O presidente dos Estados Unidos, Donald Trump, anunciou nesta segunda-feira, 16 de março de 2026, que solicitou o adiamento de uma importante viagem diplomática à China, originalmente agendada para o início de abril. O motivo central para a decisão, conforme explicado pelo próprio mandatário, é o conflito em curso com o Irã, que exige sua presença em solo norte-americano como comandante em chefe das forças armadas.
Detalhes do cancelamento e nova previsão
A visita estava planejada para ocorrer entre os dias 31 de março e 2 de abril, incluindo um encontro de alto nível com o presidente chinês, Xi Jinping. Em declarações à imprensa na Casa Branca, Trump afirmou que, diante das circunstâncias bélicas, sente a necessidade imperiosa de permanecer nos Estados Unidos para supervisionar as operações militares. Ele sugeriu que a viagem poderá ser remarcada para "daqui a um mês ou mais", dependendo da evolução da situação no Oriente Médio.
Posicionamento oficial da Casa Branca
Mais cedo, a porta-voz da Casa Branca, Karoline Leavitt, já havia sinalizado que os planos poderiam sofrer alterações. Ela reiterou que o presidente continua disposto a visitar a China no futuro, mas enfatizou que sua principal prioridade no momento é assegurar o sucesso contínuo da operação militar denominada "Fúria Épica". A declaração oficial reforça o compromisso de Trump com a gestão da crise internacional, colocando-a acima de agendas diplomáticas pré-estabelecidas.

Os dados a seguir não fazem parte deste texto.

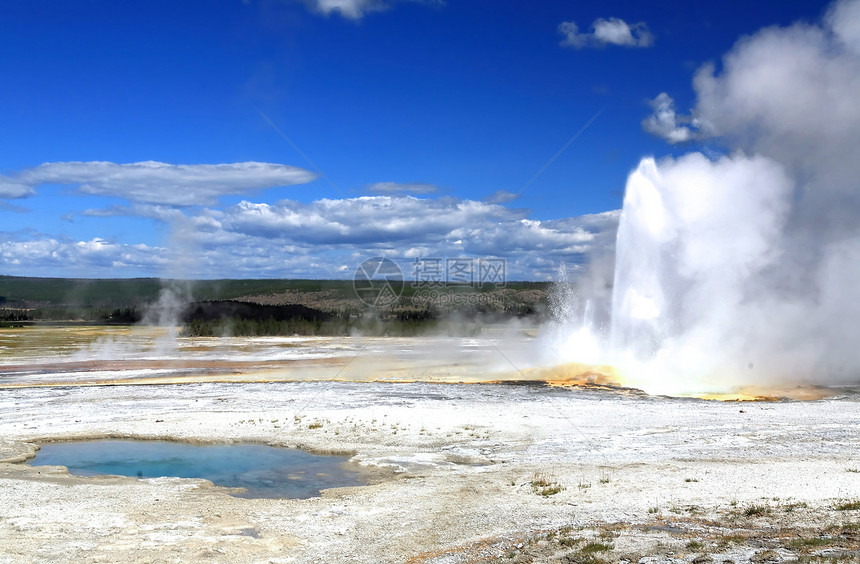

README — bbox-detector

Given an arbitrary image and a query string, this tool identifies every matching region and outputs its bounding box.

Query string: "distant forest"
[0,276,549,337]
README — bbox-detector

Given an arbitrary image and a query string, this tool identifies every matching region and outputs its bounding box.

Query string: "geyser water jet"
[559,0,860,394]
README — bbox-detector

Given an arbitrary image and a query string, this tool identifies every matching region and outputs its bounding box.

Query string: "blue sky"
[0,0,827,279]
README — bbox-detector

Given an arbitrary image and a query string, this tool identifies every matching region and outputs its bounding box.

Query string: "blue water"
[30,440,361,499]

Contexto geopolítico e pressão sobre a China
No domingo, 15 de março, em entrevista concedida ao jornal Financial Times, Trump já havia insinuado a possibilidade de adiar a viagem. Durante a conversa, ele pressionou abertamente o governo chinês a auxiliar na reabertura do tráfego de petroleiros no Estreito de Ormuz, uma rota marítima estratégica vital para o comércio global de petróleo. O presidente norte-americano argumentou que a China tem um interesse direto na questão, uma vez que aproximadamente 90% do petróleo que consome passa por aquela via.

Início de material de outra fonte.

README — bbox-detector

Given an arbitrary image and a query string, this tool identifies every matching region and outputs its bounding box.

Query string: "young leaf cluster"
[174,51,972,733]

"Acho que a China também deveria ajudar, porque 90% do petróleo que consome vem do estreito", afirmou Trump ao periódico. Ele acrescentou que preferiria conhecer a posição oficial de Pequim sobre o tema antes de prosseguir com a visita diplomática, indicando que o apoio chinês é uma condição importante para o avanço das relações bilaterais neste momento crítico.
Esforços diplomáticos e respostas internacionais
Segundo revelações do próprio Trump, o governo dos Estados Unidos já conversou com cerca de sete países diferentes sobre a possibilidade de fornecer apoio militar para proteger navios na região do Estreito de Ormuz. No entanto, até o momento, nenhuma nação confirmou formalmente sua participação em tal iniciativa, o que demonstra a complexidade e as resistências envolvidas na formação de uma coalizão internacional.

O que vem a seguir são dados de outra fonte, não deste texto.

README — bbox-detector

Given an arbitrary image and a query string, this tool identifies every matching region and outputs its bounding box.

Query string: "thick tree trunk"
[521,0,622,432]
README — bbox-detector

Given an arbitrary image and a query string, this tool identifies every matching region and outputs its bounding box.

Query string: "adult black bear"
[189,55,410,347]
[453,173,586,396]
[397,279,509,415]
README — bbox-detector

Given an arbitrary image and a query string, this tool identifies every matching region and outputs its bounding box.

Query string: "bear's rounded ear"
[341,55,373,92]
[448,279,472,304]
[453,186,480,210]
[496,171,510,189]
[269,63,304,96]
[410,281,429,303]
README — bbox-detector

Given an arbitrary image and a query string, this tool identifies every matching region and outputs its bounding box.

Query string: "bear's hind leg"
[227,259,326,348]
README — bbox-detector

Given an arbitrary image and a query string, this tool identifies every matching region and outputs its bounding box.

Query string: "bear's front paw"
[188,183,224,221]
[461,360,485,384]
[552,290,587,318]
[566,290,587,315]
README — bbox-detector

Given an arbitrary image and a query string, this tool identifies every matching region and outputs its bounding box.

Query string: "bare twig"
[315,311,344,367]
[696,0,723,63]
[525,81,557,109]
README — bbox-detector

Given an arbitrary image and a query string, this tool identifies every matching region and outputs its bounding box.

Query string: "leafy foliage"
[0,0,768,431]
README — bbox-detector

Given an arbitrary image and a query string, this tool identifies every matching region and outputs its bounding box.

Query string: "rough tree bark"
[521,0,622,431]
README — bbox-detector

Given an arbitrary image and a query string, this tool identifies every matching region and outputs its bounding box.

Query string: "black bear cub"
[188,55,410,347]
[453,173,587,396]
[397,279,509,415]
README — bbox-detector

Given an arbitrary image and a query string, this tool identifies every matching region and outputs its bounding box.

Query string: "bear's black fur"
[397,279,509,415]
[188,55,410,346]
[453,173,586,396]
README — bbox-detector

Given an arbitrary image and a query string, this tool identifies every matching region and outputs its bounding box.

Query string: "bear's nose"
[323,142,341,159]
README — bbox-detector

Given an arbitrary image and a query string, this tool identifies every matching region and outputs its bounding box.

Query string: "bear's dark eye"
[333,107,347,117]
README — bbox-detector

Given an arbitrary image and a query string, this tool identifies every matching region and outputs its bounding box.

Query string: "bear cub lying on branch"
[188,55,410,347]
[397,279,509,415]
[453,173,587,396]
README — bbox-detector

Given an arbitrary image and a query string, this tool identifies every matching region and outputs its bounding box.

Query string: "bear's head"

Por sua vez, autoridades chinesas emitiram um comunicado reconhecendo que o Estreito de Ormuz é uma rota essencial para o comércio internacional e que manter a estabilidade na área é do interesse de toda a comunidade global. A China também afirmou que pretende continuar dialogando com todos os países envolvidos no conflito e atuar de maneira construtiva para reduzir as tensões, sem, contudo, comprometer-se com medidas militares específicas solicitadas por Washington.
Implicações e próximos passos
O adiamento da viagem de Trump à China reflete a gravidade da situação no Oriente Médio e a priorização da segurança nacional sobre a diplomacia. A guerra com o Irã não apenas alterou a agenda presidencial, mas também expôs as fragilidades na cooperação internacional para resolver crises que afetam rotas comerciais cruciais. Enquanto os Estados Unidos buscam aliados para sua operação "Fúria Épica", a China mantém uma postura cautelosa, focada no diálogo e na estabilidade, o que pode prolongar as negociações e adiar ainda mais a tão aguardada visita de Trump a Pequim.